Così un passo della motivazione:
"...Come evidenziato dalla difesa opposta la transazione aveva carattere novativo; con la conseguenza che il giudicato evocato interveniva pur sempre su di un rapporto, quello derivante dal contratto di appalto, che ormai si era estinto per effetto della transazione.

Non può allora il giudicato formatosi sul vecchio rapporto di appalto incidere sul nuovo negozio intervenuto tra le parti.

Peraltro il giudizio di appello si concludeva con sentenza pubblicata in data 19-02-2001, quando ancora le parti, addirittura con reciproco scambio di lettere, avevano concordato di prorogare il termine di adempimento al 31-03-2001.

Non può allora affermarsi che alla sentenza si perveniva perché una delle parti aveva optato per la risoluzione della transazione, con la conseguente riemersione dell’interesse ad ottenere una decisione sul merito del rapporto originario di appalto.

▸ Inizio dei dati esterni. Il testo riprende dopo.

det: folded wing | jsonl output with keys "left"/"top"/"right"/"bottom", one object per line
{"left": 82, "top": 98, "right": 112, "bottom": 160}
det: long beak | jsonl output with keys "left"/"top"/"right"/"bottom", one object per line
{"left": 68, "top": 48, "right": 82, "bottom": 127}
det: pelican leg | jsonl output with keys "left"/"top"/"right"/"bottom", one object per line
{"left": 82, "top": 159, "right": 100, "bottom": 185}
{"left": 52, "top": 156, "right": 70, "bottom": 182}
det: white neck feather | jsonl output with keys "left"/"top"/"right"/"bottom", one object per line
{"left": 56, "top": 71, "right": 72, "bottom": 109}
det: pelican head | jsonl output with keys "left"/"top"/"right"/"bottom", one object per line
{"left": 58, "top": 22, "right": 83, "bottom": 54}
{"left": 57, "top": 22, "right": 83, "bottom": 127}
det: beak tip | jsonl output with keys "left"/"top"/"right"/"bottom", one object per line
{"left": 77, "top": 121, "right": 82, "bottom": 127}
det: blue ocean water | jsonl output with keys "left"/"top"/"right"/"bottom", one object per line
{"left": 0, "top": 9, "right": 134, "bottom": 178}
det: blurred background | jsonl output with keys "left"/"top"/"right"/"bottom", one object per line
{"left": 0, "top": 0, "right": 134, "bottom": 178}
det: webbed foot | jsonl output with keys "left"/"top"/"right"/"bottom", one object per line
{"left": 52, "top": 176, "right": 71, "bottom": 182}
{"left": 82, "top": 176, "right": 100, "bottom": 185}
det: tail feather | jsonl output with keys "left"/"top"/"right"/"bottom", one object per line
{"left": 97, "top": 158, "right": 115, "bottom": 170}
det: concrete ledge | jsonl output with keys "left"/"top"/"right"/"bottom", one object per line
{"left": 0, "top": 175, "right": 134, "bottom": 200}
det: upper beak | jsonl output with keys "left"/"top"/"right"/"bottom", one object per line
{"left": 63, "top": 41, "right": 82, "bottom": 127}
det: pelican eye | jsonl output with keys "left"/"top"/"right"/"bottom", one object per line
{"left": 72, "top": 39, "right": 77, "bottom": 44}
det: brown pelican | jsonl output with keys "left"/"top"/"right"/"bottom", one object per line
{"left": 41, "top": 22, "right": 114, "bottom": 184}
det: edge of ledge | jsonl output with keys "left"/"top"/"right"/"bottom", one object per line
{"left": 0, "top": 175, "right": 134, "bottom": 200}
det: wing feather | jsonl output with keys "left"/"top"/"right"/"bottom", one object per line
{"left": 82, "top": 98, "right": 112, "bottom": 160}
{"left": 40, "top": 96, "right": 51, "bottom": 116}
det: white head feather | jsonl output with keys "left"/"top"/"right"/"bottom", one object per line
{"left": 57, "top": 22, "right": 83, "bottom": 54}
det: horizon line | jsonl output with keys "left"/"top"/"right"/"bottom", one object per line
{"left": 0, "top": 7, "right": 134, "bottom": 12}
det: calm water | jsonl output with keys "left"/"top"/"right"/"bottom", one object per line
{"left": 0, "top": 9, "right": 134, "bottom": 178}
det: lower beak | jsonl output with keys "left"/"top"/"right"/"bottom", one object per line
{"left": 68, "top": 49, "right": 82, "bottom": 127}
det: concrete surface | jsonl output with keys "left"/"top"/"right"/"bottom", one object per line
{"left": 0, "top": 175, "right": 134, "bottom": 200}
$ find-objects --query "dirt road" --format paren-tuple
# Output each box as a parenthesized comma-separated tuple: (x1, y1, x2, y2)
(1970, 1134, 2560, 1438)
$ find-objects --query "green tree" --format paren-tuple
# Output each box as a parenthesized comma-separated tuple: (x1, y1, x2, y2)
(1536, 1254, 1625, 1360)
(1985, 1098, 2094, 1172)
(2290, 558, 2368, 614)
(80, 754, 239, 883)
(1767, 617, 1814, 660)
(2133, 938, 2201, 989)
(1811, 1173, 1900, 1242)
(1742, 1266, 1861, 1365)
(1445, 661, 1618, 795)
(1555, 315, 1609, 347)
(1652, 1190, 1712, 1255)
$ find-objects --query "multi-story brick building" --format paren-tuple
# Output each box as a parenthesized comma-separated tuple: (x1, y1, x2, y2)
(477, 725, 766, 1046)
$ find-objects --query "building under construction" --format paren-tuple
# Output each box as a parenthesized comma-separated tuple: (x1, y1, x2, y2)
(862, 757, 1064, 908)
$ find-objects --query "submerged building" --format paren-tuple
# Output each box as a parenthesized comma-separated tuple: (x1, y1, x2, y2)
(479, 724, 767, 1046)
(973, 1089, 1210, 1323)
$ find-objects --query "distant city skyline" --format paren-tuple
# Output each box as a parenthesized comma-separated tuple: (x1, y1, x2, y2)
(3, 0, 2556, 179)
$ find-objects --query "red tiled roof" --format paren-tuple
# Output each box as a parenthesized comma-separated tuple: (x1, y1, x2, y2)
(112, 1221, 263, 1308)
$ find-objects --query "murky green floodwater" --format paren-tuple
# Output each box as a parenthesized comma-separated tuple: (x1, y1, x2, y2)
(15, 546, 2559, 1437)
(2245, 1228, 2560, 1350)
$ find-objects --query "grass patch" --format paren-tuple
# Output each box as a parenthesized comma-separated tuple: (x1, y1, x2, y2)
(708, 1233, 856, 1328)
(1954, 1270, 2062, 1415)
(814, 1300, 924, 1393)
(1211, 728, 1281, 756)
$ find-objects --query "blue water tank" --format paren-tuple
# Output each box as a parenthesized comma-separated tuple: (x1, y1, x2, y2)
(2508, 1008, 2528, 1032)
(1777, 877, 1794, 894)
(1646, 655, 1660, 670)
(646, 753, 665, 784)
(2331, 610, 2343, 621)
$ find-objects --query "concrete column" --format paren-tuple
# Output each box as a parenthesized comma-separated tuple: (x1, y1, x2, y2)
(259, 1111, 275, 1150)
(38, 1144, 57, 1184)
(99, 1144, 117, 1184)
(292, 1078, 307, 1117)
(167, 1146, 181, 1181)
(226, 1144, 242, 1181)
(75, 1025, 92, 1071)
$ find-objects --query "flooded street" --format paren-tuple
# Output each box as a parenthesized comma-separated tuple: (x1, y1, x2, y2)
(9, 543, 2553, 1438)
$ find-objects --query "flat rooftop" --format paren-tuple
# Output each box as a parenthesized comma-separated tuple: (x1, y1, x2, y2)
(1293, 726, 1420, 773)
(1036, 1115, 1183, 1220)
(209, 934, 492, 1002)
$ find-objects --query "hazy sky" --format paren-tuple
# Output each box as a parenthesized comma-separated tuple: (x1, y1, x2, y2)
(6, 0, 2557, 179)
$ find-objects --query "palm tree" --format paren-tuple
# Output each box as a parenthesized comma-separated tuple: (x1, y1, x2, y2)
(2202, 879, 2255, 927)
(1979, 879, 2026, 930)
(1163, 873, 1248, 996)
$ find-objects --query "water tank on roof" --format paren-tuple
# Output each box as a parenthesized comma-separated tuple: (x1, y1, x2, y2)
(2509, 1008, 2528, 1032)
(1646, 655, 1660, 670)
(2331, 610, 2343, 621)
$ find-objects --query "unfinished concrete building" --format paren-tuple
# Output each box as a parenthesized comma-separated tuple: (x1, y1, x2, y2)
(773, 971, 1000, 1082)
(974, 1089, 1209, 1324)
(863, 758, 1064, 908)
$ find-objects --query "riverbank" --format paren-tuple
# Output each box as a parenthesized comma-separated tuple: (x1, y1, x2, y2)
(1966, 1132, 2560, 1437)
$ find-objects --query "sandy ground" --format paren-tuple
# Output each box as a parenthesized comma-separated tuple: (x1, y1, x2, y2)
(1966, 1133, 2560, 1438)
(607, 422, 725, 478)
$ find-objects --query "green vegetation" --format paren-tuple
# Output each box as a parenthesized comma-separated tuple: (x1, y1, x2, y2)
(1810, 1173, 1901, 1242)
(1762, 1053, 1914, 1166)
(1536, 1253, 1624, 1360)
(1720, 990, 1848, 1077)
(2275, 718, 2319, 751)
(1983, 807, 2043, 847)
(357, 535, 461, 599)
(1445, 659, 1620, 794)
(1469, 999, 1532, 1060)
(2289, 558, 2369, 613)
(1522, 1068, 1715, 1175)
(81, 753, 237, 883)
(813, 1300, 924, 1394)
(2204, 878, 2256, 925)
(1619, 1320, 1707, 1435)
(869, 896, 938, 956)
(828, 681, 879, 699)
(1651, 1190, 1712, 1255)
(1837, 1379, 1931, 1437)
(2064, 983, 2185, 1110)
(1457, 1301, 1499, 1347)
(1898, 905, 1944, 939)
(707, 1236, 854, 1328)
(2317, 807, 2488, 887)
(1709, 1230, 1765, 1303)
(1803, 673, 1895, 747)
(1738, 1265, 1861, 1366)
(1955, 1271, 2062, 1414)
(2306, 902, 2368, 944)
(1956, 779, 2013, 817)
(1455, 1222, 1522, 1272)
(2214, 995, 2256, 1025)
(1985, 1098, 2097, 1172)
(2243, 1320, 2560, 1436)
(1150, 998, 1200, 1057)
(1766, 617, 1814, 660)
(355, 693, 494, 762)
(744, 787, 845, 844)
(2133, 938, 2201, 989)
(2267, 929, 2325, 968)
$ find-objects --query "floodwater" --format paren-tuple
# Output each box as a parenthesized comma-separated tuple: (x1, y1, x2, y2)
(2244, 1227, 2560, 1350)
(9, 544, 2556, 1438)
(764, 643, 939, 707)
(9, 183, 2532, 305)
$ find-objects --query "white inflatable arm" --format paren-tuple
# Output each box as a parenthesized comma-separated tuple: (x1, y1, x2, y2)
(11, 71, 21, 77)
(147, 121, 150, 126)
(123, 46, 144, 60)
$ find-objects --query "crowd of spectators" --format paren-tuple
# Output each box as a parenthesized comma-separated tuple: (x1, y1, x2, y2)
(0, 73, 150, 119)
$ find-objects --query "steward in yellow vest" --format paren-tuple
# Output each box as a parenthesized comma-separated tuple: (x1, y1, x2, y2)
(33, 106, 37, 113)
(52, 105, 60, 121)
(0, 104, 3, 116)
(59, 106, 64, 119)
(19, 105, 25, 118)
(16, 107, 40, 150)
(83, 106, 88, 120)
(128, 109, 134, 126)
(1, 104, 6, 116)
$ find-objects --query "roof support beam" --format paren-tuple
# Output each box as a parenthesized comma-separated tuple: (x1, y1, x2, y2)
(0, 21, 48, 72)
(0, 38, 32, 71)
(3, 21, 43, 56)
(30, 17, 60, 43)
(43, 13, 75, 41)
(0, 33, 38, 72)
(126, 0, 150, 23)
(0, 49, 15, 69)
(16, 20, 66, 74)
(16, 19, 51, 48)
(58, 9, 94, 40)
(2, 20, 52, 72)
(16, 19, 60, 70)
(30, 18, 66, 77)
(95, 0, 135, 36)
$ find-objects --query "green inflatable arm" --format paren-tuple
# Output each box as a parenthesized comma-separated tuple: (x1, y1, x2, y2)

Nella stessa transazione - si badi – era previsto espressamente che la prosecuzione del giudizio di merito fosse subordinata all’avvenuta risoluzione della transazione, effetto che invece come sopra si è detto va escluso che si sia dato.

Insomma la regola che il giudicato copre anche il deducibile non si può spingere fino al punto di travolgere anche l’insorgenza di una nuova obbligazione, sorta per volontà delle parti, nella pendenza del giudizio, in grado d’appello; tanto anche quando questo giudizio anziché concludersi con la cessazione della materia del contendere pervenga ad una decisione sul merito, compatibile però con la permanenza dell’efficacia della transazione estragiudiziale, non portata all’attenzione del giudice.

La predetta compatibilità tra sentenza sul merito e permanenza dell’efficacia della transazione in primo luogo consegue dal rilievo che solo la risoluzione della transazione avrebbe comportato la prosecuzione del giudizio; risoluzione che invece, come si è detto, è stata esclusa.

In secondo luogo essa si desume dalla considerazione che anche il pattuito abbandono del giudizio di appello avrebbe comportato il consolidarsi della sentenza di rigetto appellata.

In terzo luogo la compatibilità in parola si desume dall’effettivo tenore della statuizione del giudice d’appello, laddove espressamente supponeva, pur decidendo nel merito la causa, l’avvenuta conciliazione extragiudiziale della controversia.

Il decreto ingiuntivo va dunque confermato....".